Is it possible to automatically create migrations?

wrigley · February 6, 2023, 5:57am

I’m working through Programming Phoenix >= 1.4 and was surprised to see that mix ecto.migration doesn’t actually create migrations automatically. Coming from a Django background this seems like a major additional step every time we make changes to the database schema (which happens very often for a startup!)

Is there a reason for this, or is it something that just hasn’t been implemented yet?

andreaseriksson · February 6, 2023, 6:39am

Hey. not sure what you mean and I dont remember how it works in Django but the migration file is generated with a command like

mix ecto.gen.migration add_users

That would give you an empty migration file. But if you run a command like

mix phx.gen.live Users User users name:string email:string

It would create a full set of CRUD files including a migration that creates a users table with a name and email column.
There are also several other commands.

lud · February 6, 2023, 2:45pm

In frameworks like Symfony/Doctrine you can enter a command to edit a schema. For instance you wil add a new field. The command asks for the name and type of the field, and then update the schema file and generates a migration for the new field.

That would be very cool to have this in ecto but I guess it is a lot of work.

LostKobrakai · February 6, 2023, 2:58pm

I guess the reason for ecto to not do that is much more that in ecto schemas don’t need to map 1:1 to tables. You can have a single schema for a single table maping to all fields, but you can also have a schema mapping to more fields than a single table or to a subset of fields of a table. You can have many schemas mapping to a table and you can have a single schema be used with multiple tables.

Effectively when you add a field to a schema in ecto there’s no way to know if you also need another column in the db or not.

sbuttgereit · February 6, 2023, 3:51pm

Even when they do, there are database use cases for ecto schemas which don’t require migrations at all. Building an Elixir app which accesses a preexisting database or database otherwise built/managed elsewhere wouldn’t have migrations to update.

I think of you’re working with an ORM, there is an expectation of a tight ORM to database server coupling.
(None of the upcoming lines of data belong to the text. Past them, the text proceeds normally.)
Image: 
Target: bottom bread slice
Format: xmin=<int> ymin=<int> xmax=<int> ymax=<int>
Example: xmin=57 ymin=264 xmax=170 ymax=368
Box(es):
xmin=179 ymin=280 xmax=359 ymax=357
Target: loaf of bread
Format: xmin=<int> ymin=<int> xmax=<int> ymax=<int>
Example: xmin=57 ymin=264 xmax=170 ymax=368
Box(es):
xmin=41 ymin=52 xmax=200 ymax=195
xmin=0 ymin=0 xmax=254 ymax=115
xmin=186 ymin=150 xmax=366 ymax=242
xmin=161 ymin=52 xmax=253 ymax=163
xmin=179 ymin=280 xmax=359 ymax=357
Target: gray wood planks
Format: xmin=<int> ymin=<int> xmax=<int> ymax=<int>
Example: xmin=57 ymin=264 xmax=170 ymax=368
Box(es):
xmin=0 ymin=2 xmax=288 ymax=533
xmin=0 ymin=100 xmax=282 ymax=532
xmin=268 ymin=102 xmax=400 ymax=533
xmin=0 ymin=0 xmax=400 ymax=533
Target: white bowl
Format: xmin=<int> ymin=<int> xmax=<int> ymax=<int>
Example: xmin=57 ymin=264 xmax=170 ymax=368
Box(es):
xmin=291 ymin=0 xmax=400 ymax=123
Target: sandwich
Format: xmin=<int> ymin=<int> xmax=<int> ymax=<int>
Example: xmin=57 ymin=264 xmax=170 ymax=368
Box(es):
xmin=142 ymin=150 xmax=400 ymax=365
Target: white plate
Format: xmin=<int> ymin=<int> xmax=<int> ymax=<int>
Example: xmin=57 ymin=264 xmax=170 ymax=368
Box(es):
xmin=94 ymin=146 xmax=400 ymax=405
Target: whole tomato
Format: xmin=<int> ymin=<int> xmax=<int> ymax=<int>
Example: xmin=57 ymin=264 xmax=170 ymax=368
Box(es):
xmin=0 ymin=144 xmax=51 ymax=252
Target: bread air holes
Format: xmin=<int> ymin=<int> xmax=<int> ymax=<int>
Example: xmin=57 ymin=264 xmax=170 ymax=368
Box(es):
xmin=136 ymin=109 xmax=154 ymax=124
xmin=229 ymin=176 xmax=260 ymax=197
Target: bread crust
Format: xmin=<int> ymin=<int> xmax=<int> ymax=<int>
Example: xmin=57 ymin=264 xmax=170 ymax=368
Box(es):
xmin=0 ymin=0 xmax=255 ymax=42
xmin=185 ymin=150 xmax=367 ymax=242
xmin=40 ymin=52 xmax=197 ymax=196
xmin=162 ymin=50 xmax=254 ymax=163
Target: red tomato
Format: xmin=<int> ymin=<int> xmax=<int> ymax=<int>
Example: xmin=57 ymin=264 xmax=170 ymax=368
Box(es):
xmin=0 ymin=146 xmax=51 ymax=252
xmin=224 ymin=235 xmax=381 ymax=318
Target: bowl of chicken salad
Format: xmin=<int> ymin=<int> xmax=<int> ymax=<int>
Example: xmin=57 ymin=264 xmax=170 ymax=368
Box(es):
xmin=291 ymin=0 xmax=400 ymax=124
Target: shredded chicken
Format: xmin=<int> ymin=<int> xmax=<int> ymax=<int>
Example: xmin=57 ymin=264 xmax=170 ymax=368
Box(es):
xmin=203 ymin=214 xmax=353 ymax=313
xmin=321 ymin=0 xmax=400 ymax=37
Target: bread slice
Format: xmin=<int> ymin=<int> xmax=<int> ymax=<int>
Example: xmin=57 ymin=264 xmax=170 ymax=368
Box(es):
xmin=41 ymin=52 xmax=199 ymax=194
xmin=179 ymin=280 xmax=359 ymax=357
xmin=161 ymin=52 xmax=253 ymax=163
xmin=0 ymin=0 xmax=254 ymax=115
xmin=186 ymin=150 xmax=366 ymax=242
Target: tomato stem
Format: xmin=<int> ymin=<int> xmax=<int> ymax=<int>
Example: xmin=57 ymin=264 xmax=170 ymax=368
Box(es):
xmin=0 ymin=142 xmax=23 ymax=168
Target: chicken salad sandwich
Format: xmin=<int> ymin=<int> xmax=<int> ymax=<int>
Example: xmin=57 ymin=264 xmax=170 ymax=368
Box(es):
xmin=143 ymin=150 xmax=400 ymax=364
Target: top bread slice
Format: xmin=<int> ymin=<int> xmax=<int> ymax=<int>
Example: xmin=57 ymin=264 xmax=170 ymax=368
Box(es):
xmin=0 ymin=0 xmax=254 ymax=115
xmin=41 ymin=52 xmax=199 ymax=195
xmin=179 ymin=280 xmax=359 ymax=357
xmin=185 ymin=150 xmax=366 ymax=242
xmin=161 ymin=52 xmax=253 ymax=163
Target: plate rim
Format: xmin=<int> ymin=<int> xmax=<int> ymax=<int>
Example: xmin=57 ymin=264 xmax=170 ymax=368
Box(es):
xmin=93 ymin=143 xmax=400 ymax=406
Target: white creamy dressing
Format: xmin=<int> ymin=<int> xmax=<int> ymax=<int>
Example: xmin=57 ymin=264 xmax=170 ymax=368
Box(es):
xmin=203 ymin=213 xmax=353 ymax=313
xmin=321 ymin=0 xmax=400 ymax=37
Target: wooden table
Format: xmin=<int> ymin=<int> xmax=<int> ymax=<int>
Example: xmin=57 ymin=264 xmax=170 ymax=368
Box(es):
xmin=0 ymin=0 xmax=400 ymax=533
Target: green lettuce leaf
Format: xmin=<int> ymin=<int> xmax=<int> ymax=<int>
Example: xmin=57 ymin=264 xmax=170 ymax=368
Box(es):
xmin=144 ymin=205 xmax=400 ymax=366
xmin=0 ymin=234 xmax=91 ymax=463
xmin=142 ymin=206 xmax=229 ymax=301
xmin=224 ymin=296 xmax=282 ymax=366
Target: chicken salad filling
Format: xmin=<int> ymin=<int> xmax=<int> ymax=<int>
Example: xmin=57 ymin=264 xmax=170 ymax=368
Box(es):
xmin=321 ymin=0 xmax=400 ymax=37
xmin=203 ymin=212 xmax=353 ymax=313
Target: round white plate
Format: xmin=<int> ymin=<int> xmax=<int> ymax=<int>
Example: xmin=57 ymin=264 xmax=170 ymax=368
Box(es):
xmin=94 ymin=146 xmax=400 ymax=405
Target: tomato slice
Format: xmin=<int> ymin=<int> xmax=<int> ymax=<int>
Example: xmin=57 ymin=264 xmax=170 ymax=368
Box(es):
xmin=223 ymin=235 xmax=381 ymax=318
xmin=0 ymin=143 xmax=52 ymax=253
Ecto, not being an ORM, but rather a data mapper with ORM like capabilities the effort was likely put elsewhere. I could see a case for schema managed migrations, but am not surprised that they didn’t exist it of the gate nor seen as priority to get done up to this point.

lud · February 6, 2023, 9:18pm

While that is true I’m pretty sure you can do the same with any ORM since you can override the table name, and opt-out generating the migration.

wrigley · February 6, 2023, 10:19pm

In Django, you edit the Python file where your models are defined, make whatever changes you want (adding/removing fields, indexes, tables, constraints, etc), and then run makemigrations which inspects the changes, compares them to the existing schema, and generates the entire migration for you (which is a python file). You then apply the migration as a separate step migrate which updates the database. You can also edit the migration manually if you need to but that’s rare.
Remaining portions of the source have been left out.